Jakarta, TopBusiness – Indeks Harga Saham Gabungan (IHSG) di PT Bursa Efek Indonesia (BEI) dibuka melemah tajam pada perdagangan Kamis (29/01/2026). Pada sesi pembukaan, IHSG anjlok 357,76 poin atau 4,30 persen ke posisi 7.962,79.
Sejalan dengan pelemahan IHSG, indeks saham unggulan LQ45 turut tertekan. Kelompok 45 saham berkapitalisasi besar dan likuid tersebut turun 33,48 poin atau 4,12 persen ke level 779,05.
Tekanan jual langsung mendominasi pasar sejak awal perdagangan. Seluruh indeks sektoral terpantau bergerak di zona merah, dengan sektor teknologi, keuangan, dan barang baku mencatatkan pelemahan terdalam.
Secara rinci, sektor teknologi terkoreksi paling dalam seiring aksi ambil untung dan sentimen negatif global terhadap saham-saham berbasis pertumbuhan. Sementara itu, sektor keuangan ikut tertekan akibat kekhawatiran investor terhadap ketatnya likuiditas dan potensi perlambatan ekonomi global.
Aktivitas perdagangan saham terpantau cukup ramai. Hingga menit-menit awal perdagangan, nilai transaksi tercatat mencapai triliunan rupiah dengan volume perdagangan ratusan juta saham. Namun, tekanan jual terlihat lebih dominan, tercermin dari jumlah saham yang melemah jauh lebih banyak dibandingkan saham yang menguat.

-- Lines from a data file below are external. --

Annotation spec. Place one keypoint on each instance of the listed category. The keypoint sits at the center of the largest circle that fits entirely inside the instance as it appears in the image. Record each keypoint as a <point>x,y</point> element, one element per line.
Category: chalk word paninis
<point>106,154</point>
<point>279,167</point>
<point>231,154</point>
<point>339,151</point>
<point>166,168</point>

Analis pasar modal menilai pelemahan tajam IHSG dipicu oleh kombinasi sentimen eksternal dan domestik. Dari global, pasar masih dibayangi kekhawatiran kebijakan moneter ketat bank sentral utama dunia, terutama terkait arah suku bunga Amerika Serikat yang berpotensi bertahan tinggi lebih lama. Kondisi tersebut mendorong investor global mengurangi eksposur pada aset berisiko, termasuk saham di pasar negara berkembang.

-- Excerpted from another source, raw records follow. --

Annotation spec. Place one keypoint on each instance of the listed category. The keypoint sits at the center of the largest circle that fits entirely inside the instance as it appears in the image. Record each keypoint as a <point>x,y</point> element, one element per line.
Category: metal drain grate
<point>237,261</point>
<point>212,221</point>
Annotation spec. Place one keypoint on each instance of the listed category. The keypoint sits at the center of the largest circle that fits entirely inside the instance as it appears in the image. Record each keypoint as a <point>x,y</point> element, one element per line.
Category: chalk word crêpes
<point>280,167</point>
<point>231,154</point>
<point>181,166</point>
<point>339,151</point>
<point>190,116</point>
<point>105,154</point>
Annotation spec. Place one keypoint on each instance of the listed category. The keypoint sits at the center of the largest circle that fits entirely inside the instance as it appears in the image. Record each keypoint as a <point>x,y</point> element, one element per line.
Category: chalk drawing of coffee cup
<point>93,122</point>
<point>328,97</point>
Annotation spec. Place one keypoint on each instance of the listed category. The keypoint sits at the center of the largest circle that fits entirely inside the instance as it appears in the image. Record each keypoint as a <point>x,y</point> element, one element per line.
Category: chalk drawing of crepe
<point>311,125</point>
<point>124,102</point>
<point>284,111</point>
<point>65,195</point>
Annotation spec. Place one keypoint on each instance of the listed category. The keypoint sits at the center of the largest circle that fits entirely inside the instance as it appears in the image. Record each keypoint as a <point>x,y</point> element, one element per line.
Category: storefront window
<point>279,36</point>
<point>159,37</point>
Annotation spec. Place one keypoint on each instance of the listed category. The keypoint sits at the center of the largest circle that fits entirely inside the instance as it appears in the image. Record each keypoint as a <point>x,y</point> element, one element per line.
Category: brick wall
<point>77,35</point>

Selain itu, volatilitas pasar regional Asia turut memberikan tekanan pada pergerakan IHSG. Bursa saham utama di kawasan Asia tercatat bergerak melemah, seiring meningkatnya aversi risiko investor terhadap ketidakpastian ekonomi global dan geopolitik.
Dari dalam negeri, pelaku pasar juga masih mencermati sejumlah data ekonomi serta kinerja emiten yang dinilai belum sepenuhnya memberikan katalis positif dalam jangka pendek. Kondisi ini membuat investor cenderung bersikap wait and see sambil melakukan penyesuaian portofolio.

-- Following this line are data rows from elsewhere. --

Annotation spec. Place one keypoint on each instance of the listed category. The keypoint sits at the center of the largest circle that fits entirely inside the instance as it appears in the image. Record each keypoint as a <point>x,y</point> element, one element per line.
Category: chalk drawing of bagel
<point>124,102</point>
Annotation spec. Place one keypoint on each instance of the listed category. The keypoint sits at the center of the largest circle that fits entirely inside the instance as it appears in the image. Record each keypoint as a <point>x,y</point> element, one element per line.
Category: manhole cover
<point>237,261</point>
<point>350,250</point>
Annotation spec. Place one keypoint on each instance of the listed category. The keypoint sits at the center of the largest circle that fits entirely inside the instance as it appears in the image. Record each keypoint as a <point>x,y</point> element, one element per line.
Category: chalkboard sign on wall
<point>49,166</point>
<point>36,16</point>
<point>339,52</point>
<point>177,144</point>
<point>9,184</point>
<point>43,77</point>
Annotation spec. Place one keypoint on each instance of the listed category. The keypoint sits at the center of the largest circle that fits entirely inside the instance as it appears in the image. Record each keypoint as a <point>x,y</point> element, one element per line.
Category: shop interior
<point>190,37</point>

Meski demikian, pelaku pasar diharapkan tetap mencermati perkembangan selanjutnya sepanjang perdagangan hari ini. Analis menilai peluang teknikal rebound masih terbuka, meskipun volatilitas diperkirakan tetap tinggi.
Investor disarankan untuk tetap berhati-hati, mencermati sentimen global, serta selektif dalam memilih saham, terutama pada emiten dengan fundamental kuat dan prospek kinerja yang stabil di tengah dinamika pasar yang masih penuh tekanan.